Adjoint-State Reflection Traveltime Tomography for Velocity and Interface Inversion With Its Application in Central California Near Parkfield

Abstract

Traveltime tomography considering reflection arrivals is a promising approach for investigating interface topography and near-interface velocity heterogeneity. In this study, we formulate this inverse problem as an eikonal equation-constrained optimization problem, in which the traveltime field of the reflection wave is accurately described by a two-stage eikonal equation. The novelty lies in deriving the Fréchet derivative with respect to interface topography. By employing the coordinate transformation technique to convert an irregular physical domain with an undulating interface to a regular computational domain, we successfully encode the interface topography into the anisotropic parameters in the eikonal equation.
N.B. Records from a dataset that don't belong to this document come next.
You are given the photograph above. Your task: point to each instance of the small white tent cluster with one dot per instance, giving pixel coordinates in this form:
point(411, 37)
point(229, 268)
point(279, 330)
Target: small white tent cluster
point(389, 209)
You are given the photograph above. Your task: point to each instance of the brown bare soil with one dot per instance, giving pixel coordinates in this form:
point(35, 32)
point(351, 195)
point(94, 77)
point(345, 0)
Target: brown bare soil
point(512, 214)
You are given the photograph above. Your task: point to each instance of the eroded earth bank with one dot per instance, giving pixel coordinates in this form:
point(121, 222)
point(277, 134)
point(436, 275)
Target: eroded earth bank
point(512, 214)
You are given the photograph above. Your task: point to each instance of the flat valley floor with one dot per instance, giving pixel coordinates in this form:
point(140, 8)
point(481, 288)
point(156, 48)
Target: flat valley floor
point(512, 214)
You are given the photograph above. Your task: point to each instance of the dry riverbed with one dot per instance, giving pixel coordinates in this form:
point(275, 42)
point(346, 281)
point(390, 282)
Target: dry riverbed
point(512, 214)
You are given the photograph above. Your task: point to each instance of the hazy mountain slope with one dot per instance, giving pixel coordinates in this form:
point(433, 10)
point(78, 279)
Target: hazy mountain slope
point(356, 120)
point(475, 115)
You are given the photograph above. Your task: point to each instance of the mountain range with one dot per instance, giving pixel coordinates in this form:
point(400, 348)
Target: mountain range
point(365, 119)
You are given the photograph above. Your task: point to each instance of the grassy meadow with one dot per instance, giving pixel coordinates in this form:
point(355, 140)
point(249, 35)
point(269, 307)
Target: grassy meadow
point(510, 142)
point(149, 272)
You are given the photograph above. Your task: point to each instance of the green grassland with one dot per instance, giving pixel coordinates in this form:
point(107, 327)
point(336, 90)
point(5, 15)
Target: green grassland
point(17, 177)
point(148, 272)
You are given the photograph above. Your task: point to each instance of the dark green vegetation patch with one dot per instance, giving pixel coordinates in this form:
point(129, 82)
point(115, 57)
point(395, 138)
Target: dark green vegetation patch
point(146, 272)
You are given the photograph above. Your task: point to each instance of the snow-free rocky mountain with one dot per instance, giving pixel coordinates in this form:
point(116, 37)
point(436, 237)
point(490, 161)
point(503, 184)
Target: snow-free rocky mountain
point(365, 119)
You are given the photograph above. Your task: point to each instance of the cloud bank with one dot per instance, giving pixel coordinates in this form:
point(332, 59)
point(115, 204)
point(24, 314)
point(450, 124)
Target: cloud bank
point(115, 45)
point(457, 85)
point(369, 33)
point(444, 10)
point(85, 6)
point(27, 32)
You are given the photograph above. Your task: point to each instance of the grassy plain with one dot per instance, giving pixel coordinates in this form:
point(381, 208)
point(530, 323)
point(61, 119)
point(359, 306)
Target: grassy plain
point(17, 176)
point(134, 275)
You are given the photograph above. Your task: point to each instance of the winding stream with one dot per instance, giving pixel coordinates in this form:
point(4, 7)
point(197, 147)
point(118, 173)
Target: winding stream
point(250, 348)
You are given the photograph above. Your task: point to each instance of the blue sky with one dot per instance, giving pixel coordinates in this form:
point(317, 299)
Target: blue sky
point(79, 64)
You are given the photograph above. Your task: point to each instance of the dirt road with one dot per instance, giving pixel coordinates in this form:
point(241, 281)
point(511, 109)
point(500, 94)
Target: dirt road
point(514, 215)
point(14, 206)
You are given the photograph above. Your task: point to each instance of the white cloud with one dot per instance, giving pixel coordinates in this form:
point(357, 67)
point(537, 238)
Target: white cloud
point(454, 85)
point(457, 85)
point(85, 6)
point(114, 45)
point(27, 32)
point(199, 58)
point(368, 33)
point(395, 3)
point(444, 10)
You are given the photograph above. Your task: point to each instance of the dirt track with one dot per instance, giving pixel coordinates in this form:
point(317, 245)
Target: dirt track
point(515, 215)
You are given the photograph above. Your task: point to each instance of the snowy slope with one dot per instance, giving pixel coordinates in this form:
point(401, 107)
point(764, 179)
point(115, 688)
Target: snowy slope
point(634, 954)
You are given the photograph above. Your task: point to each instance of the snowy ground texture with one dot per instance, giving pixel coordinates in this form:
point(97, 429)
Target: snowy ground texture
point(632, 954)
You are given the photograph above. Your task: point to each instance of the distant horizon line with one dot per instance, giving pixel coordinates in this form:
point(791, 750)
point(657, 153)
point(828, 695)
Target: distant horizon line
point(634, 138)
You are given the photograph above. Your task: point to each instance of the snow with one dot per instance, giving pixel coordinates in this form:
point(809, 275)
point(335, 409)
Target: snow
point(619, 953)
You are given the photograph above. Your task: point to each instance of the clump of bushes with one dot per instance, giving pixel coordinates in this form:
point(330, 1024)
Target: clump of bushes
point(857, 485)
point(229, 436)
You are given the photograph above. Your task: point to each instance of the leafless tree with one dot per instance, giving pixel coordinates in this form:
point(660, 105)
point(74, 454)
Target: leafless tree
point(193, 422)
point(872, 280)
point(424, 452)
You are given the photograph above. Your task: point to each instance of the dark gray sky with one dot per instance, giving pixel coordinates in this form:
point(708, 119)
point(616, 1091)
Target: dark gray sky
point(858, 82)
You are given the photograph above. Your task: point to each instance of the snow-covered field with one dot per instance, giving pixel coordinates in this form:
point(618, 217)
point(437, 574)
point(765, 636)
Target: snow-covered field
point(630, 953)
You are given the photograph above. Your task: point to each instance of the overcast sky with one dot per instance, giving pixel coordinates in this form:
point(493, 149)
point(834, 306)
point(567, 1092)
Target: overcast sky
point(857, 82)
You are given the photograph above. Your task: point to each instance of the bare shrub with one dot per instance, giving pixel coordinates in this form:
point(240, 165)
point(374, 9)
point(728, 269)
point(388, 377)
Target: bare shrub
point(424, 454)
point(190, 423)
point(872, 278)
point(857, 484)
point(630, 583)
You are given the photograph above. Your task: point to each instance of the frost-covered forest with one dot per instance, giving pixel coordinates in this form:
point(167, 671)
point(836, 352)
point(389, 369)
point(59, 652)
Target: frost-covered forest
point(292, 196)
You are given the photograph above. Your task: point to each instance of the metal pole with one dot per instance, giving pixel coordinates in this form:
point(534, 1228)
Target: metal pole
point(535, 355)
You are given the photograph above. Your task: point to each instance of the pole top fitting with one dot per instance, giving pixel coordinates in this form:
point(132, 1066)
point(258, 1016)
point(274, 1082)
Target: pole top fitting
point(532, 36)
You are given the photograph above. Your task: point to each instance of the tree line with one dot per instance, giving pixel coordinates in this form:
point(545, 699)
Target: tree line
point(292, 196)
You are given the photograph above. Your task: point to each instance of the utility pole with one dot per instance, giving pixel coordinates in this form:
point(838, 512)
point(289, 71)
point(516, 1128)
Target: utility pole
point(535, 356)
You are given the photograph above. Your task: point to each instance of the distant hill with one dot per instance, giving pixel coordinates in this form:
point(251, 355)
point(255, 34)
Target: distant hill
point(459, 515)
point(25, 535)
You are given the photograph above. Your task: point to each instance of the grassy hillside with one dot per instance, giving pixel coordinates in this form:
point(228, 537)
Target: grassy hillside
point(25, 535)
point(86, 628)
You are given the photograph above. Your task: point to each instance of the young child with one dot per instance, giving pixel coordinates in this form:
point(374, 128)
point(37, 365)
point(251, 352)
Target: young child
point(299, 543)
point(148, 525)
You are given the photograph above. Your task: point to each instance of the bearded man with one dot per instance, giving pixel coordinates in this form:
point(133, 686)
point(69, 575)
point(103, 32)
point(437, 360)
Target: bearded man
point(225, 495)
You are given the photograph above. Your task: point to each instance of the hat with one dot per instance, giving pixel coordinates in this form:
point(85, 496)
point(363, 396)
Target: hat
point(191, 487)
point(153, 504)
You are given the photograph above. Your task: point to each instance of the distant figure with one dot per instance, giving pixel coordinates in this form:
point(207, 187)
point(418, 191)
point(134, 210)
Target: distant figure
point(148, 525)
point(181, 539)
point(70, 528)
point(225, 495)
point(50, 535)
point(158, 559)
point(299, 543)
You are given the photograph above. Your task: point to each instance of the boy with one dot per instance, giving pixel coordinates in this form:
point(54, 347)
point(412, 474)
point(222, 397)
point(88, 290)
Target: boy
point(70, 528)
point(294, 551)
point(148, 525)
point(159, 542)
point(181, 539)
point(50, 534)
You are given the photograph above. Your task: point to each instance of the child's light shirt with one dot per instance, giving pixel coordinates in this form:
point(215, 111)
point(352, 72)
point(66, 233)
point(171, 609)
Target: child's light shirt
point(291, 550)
This approach enables us to derive explicit forms of the Fréchet derivatives related to interface topography and velocity based on the adjoint-state method, which is not only computationally efficient but also avoids potential inaccuracy in ray tracing. Several numerical experiments are conducted to verify our new method. Finally, we apply this method to central California near Parkfield by inverting traveltimes of both first-P and Moho-reflected waves (named PmP). The low-velocity anomalies imaged in the lower crust are consistent with the along-strike variations of low-frequency earthquakes (LFEs) beneath the San Andreas Fault (SAF), suggesting the presence of fluids that may influence the occurrence of LFEs in this region.